By: Kristin Pekoll
I’m going to make a confession. I am infatuated with The West Wing.
For those not familiar, this is a political drama written by Aaron Sorkin, starring a huge cast of amazing actors. The show aired from 1999-2006, and I believe I’ve watched the entire series seven or eight times. I started watching it again this fall as the presidential race ramps up and I get slightly disgusted with the state of American politics.
While I have no problem watching the originals again and again, I was delighted to discover a new podcast! The West Wing Weekly started in March and episode by episode they analyze and dissect major and minor storylines, character development, costume and set design details, juicy tidbits from behind the scenes, camera angles, music and dialogue. I’m in West Wing heaven. The excellent hosts, Hrishikesh Hirway and Joshua Malina, who was a member of the cast in the later seasons, rewatch every episode and often entertain guests who acted on the show or have a connection to the theme of the episode.
I promise, I’m going to connect the dots. Stay with me.
A few days ago, I listened to The West Wing Weekly discuss episode 13 of season 1, “Take Out the Trash Day.” The original episode involves President Bartlet signing new hate crimes legislation after a teenager was killed for being gay. This episode, which aired in January of 2000, was inspired by the real-life attack and murder of Matthew Shepard.
As a guest on the podcast, Senator Bob Casey (D-PA) shares some eye-opening statistics from the Southern Poverty Law Center about hate crimes and hate groups. The discussion of hate crime legislation and gun violence legislation in this podcast follows the horrifying massacre at Pulse in Orlando, Florida.
According to the Southern Poverty Law Center…
- 892 hate groups are currently operating
- There are 190 Ku Klux Klan groups
- Between 2010-2014, there were 4300 hate crimes using firearms
While listening to the podcast, I kept thinking of current discussions with the American Library Association and the Office for Intellectual Freedom. We just completed the 34th Banned Books Week celebration; while we talk about many different books, this year, books with diverse content were highlighted. Nine of the top 10 most challenged books in 2015 contain diverse content. What is the connection between these books being repeatedly challenged and the number of hate groups operating in our country? Is the racist and homophobic nature of some in our country influencing the challenges in libraries and schools. If more people read books like Nasreen’s Secret School and I Am Jazz, would we see a decline in the gun violence targeted at marginalized people?

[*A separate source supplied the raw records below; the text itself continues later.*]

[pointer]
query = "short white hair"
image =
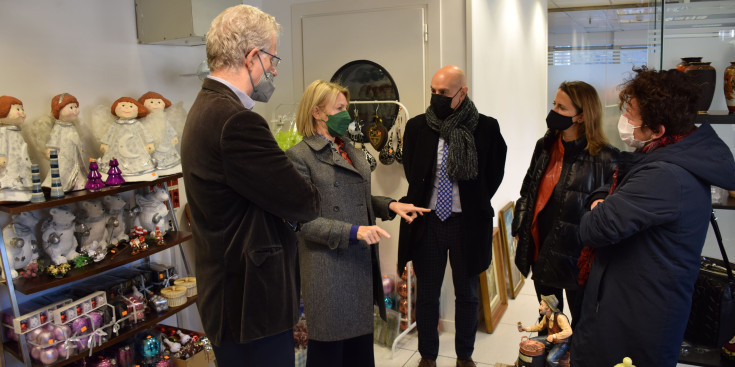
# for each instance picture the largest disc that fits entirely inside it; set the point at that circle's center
(237, 31)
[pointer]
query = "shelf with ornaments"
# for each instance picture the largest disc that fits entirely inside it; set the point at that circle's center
(152, 318)
(81, 195)
(45, 281)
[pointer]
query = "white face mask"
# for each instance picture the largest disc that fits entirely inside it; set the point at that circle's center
(625, 129)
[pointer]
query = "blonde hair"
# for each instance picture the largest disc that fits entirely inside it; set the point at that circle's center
(585, 100)
(237, 31)
(318, 94)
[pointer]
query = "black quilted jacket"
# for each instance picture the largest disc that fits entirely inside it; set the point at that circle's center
(556, 265)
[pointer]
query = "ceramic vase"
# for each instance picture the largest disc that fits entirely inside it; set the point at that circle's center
(730, 87)
(705, 76)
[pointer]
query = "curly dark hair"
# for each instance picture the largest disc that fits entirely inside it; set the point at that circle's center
(665, 97)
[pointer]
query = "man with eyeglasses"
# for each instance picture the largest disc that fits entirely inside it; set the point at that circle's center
(246, 198)
(454, 159)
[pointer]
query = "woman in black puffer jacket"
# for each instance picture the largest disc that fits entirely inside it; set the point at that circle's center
(569, 162)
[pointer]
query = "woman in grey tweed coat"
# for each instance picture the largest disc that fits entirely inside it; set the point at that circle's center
(338, 251)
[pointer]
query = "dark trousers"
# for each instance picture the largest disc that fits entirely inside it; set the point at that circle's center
(429, 262)
(272, 351)
(353, 352)
(572, 295)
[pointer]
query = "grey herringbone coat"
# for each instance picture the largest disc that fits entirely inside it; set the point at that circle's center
(339, 279)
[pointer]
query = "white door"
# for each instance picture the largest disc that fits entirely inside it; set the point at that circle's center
(330, 34)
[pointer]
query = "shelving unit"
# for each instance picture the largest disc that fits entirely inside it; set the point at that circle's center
(43, 282)
(711, 356)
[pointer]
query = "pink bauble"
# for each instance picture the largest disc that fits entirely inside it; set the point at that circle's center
(35, 352)
(45, 338)
(10, 334)
(105, 362)
(63, 351)
(388, 284)
(96, 319)
(32, 335)
(81, 326)
(61, 332)
(49, 355)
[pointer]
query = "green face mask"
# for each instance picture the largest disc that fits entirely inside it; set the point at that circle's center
(338, 123)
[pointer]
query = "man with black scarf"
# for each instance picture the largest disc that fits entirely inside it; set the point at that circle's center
(454, 159)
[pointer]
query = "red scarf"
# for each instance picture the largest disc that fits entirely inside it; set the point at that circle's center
(587, 257)
(339, 144)
(546, 188)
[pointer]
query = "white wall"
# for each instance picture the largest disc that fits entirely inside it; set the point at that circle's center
(508, 76)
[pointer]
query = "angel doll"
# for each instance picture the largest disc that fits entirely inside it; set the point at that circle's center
(128, 141)
(60, 132)
(158, 124)
(15, 164)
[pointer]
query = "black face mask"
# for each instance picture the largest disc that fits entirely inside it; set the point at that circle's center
(556, 121)
(442, 105)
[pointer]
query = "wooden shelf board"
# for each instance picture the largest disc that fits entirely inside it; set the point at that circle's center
(152, 318)
(45, 281)
(75, 196)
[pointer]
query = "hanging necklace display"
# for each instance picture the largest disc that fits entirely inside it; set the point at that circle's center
(387, 155)
(377, 133)
(355, 131)
(399, 144)
(369, 157)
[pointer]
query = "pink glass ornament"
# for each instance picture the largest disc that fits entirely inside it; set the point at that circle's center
(45, 338)
(35, 352)
(94, 178)
(65, 350)
(388, 284)
(49, 355)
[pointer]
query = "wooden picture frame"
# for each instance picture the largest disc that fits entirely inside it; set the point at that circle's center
(510, 244)
(493, 296)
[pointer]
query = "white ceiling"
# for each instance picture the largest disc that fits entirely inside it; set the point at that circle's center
(582, 16)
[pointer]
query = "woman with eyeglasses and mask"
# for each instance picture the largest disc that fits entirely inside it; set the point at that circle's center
(569, 162)
(645, 238)
(338, 251)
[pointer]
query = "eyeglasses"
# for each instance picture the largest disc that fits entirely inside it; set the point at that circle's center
(275, 60)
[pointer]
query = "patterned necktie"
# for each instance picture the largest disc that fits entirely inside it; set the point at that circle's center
(444, 191)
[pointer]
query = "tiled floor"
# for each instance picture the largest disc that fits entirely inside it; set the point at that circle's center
(499, 347)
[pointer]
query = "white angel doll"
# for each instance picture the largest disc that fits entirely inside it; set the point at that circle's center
(128, 141)
(15, 164)
(158, 124)
(65, 139)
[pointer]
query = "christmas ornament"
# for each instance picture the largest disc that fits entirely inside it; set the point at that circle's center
(387, 155)
(388, 284)
(114, 174)
(49, 355)
(94, 177)
(57, 191)
(36, 191)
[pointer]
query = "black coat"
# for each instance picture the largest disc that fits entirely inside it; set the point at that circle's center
(648, 237)
(241, 187)
(556, 265)
(420, 144)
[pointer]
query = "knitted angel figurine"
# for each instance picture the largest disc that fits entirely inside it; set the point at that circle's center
(158, 123)
(15, 164)
(128, 141)
(61, 133)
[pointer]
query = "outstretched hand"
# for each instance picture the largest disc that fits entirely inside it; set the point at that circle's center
(371, 234)
(407, 211)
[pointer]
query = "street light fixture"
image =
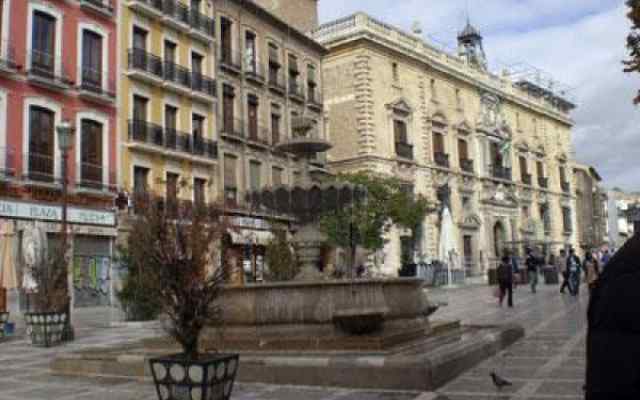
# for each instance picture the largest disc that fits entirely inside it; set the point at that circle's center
(65, 140)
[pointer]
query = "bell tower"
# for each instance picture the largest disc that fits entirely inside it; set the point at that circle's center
(470, 47)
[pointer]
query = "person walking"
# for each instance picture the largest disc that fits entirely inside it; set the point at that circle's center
(561, 265)
(532, 263)
(573, 272)
(505, 281)
(591, 270)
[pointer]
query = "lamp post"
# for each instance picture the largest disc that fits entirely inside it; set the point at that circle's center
(65, 140)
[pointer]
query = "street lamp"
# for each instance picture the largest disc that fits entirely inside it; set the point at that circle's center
(65, 140)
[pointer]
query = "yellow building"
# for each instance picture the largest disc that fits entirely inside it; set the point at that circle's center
(167, 98)
(495, 149)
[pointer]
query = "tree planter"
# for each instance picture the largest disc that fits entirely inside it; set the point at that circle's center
(210, 377)
(46, 328)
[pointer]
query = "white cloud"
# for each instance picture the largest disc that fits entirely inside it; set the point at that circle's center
(580, 42)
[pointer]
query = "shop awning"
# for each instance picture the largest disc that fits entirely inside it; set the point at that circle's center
(8, 275)
(248, 236)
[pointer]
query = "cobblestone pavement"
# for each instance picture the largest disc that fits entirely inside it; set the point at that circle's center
(547, 364)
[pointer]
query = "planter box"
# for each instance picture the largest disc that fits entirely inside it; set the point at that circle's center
(46, 328)
(211, 377)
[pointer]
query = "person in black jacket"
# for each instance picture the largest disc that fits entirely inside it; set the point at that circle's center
(613, 335)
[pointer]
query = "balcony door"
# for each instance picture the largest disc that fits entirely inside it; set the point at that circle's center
(91, 153)
(91, 59)
(43, 43)
(252, 114)
(41, 144)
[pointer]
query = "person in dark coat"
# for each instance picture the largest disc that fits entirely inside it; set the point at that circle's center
(505, 280)
(613, 335)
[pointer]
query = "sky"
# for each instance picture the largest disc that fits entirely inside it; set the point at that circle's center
(581, 43)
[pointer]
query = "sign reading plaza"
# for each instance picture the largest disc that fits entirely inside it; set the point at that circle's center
(24, 210)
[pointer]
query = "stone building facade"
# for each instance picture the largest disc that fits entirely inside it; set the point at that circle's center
(396, 105)
(591, 208)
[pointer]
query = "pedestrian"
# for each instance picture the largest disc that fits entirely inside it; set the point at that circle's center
(532, 262)
(591, 270)
(613, 335)
(561, 267)
(573, 272)
(505, 281)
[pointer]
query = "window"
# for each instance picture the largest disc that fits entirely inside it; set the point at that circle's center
(250, 52)
(311, 83)
(43, 43)
(41, 144)
(226, 49)
(230, 185)
(274, 64)
(172, 192)
(277, 174)
(463, 150)
(139, 38)
(252, 114)
(293, 73)
(91, 153)
(228, 97)
(170, 60)
(400, 131)
(275, 124)
(566, 219)
(199, 185)
(91, 59)
(254, 175)
(140, 179)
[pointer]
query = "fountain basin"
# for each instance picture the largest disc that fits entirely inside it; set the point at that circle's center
(360, 314)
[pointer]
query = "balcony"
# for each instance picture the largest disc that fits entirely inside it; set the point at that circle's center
(232, 129)
(296, 92)
(313, 99)
(276, 82)
(441, 159)
(466, 165)
(94, 86)
(150, 8)
(543, 182)
(8, 64)
(145, 66)
(500, 172)
(101, 7)
(230, 61)
(170, 141)
(258, 136)
(254, 72)
(404, 150)
(48, 71)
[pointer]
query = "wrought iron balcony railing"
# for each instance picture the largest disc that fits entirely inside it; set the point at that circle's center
(501, 172)
(466, 164)
(171, 139)
(543, 182)
(441, 159)
(404, 150)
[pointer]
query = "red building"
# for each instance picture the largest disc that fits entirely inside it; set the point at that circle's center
(58, 62)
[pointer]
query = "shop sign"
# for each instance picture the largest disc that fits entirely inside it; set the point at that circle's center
(14, 209)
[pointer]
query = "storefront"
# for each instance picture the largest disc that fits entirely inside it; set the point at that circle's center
(93, 233)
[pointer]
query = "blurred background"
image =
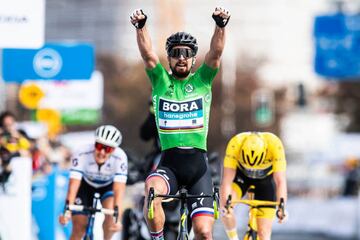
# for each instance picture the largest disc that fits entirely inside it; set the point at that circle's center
(289, 67)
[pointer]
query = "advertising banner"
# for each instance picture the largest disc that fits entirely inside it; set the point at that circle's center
(337, 46)
(59, 61)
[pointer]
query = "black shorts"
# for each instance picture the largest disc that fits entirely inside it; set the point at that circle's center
(187, 168)
(86, 193)
(264, 188)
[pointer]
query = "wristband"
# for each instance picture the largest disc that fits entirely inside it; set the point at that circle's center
(220, 21)
(141, 23)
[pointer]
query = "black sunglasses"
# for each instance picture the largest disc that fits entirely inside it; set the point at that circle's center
(185, 52)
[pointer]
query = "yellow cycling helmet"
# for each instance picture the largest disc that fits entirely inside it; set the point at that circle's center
(253, 149)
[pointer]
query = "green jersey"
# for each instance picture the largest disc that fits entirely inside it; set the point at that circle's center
(182, 107)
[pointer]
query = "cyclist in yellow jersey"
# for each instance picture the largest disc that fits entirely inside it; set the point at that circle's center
(258, 159)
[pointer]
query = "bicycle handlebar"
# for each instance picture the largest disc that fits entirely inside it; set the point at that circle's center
(257, 204)
(82, 208)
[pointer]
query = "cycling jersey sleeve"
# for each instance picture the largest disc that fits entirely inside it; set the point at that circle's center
(232, 153)
(156, 74)
(278, 152)
(77, 167)
(121, 168)
(207, 74)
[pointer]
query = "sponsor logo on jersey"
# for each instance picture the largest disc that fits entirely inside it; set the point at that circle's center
(189, 88)
(75, 162)
(181, 115)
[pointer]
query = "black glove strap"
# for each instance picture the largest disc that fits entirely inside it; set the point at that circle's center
(220, 21)
(141, 23)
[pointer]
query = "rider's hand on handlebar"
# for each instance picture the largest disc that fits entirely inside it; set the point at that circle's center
(138, 18)
(221, 16)
(116, 227)
(227, 211)
(65, 218)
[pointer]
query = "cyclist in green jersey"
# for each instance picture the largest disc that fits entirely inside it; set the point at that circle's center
(181, 102)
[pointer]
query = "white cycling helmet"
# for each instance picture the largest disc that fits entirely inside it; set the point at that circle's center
(108, 135)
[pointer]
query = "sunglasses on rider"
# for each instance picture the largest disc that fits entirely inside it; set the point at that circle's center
(99, 147)
(185, 52)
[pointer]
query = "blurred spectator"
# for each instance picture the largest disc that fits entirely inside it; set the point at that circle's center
(11, 138)
(5, 168)
(352, 179)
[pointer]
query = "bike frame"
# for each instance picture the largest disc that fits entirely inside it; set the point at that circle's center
(254, 205)
(91, 212)
(184, 212)
(89, 234)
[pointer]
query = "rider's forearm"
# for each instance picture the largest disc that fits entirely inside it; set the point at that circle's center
(144, 43)
(119, 192)
(217, 43)
(74, 185)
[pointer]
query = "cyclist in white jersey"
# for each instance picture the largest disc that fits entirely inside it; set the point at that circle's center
(100, 168)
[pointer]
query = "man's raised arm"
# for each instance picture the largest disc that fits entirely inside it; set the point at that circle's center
(221, 17)
(138, 19)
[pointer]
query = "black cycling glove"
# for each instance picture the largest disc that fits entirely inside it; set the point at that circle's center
(141, 23)
(220, 21)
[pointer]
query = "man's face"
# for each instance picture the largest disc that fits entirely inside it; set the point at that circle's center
(181, 61)
(102, 152)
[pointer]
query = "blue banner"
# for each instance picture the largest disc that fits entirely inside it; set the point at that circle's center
(54, 61)
(337, 41)
(48, 200)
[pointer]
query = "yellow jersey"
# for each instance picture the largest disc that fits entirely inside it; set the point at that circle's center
(274, 160)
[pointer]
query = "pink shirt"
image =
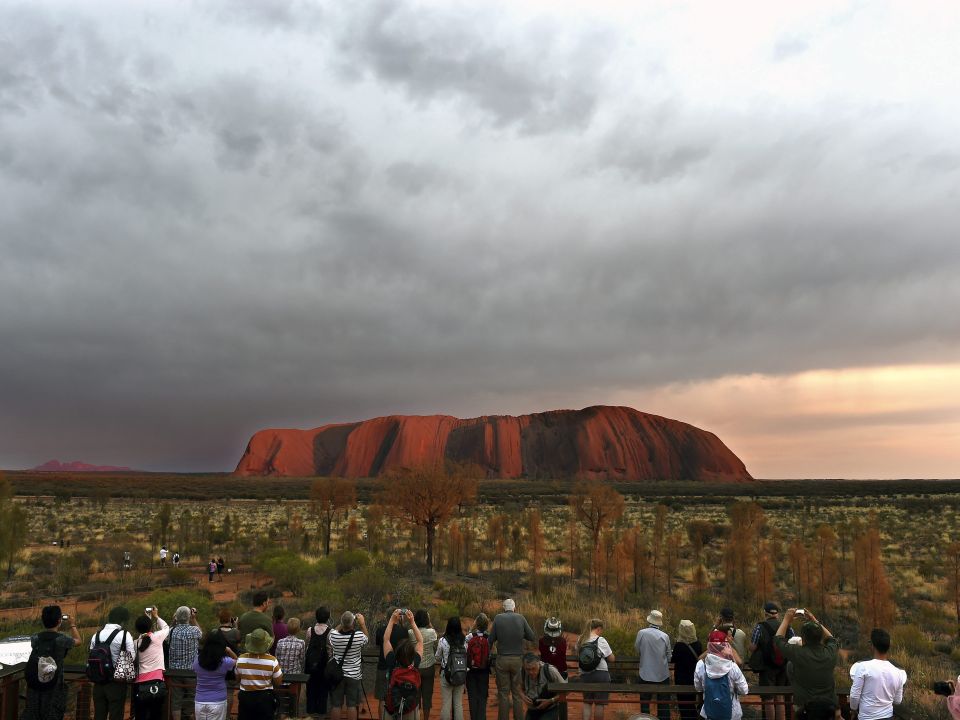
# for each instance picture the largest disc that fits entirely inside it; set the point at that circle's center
(151, 659)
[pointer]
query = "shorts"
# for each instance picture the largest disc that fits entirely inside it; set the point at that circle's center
(381, 683)
(774, 677)
(347, 689)
(596, 698)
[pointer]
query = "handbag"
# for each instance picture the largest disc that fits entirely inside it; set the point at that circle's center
(124, 670)
(333, 673)
(152, 691)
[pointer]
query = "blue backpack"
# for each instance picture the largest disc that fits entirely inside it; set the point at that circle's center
(717, 698)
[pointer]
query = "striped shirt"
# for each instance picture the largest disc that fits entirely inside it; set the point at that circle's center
(257, 671)
(338, 645)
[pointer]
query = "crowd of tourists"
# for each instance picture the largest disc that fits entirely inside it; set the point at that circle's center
(262, 646)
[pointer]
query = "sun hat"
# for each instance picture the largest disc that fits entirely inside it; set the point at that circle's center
(552, 627)
(258, 641)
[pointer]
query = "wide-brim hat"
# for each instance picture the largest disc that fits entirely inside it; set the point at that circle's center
(687, 631)
(259, 641)
(552, 627)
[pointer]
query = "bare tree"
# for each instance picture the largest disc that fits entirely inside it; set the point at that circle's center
(595, 505)
(429, 496)
(330, 499)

There’s a resolution being discussed within the ALA Council about an association stand against gun violence. I wonder if a resolution from the largest and oldest professional library organization will influence people of power? But maybe the goal isn’t to influence people of power. Maybe the goal is to influence a librarian or a reader. Maybe this conversation will prompt a reader to pick up a new book. Maybe a reader will choose All American Boys by Jason Reynolds and Brendan Kiely. Maybe it will shift a perspective. We often hear how books change lives. Maybe it’s not too far of a stretch to say that books save lives.
In order to make a dent in decreasing gun violence and hate groups, we need to stop banning other perspectives and start reading them. In order to read them, we need to find ways to get them on our library shelves and in our classrooms. That’s where the new OIF initiative Our Voices comes in:
“It is within the power of all players in the book and publishing ecosystem—from authors and content creators, to editors and publishers, to booksellers and libraries, all the way to readers—to assert the freedom to read as a freedom to read diverse, quality content of all kinds. Join us in raising our voices and raising the voices of those we do not yet often hear.”
It can be hard to focus on the greater picture when a tragedy occurs. After the terrifying and brutal attack at Pulse Nightclub, librarians at the ALA Annual Conference in Orlando exhibited such tremendous compassion and support for the gay community and all victims of gun violence. I was so proud to be part of a profession that works so hard to care for those among us who are hurting.
This was highlighted during the Virtual Read-Out at the conference. Every year, OIF partners with SAGE Publishing to host a conference area where librarians read banned and challenged books while being professionally videotaped, in preparation for Banned Books Week in September. After the Pulse attack, there was huge support from Reforma and GLBT-RT to read books with a Latinx and GLBT perspective to give voice to characters and stories that are underrepresented and often silenced. Books are so powerful at putting a spotlight on fear and ignorance. This was not the first time there have been attacks, and it likely won’t be the last.
We are working to continue the discussion and to change the prejudice and hate.
They’re our students, teachers and parents and friends. Our voices.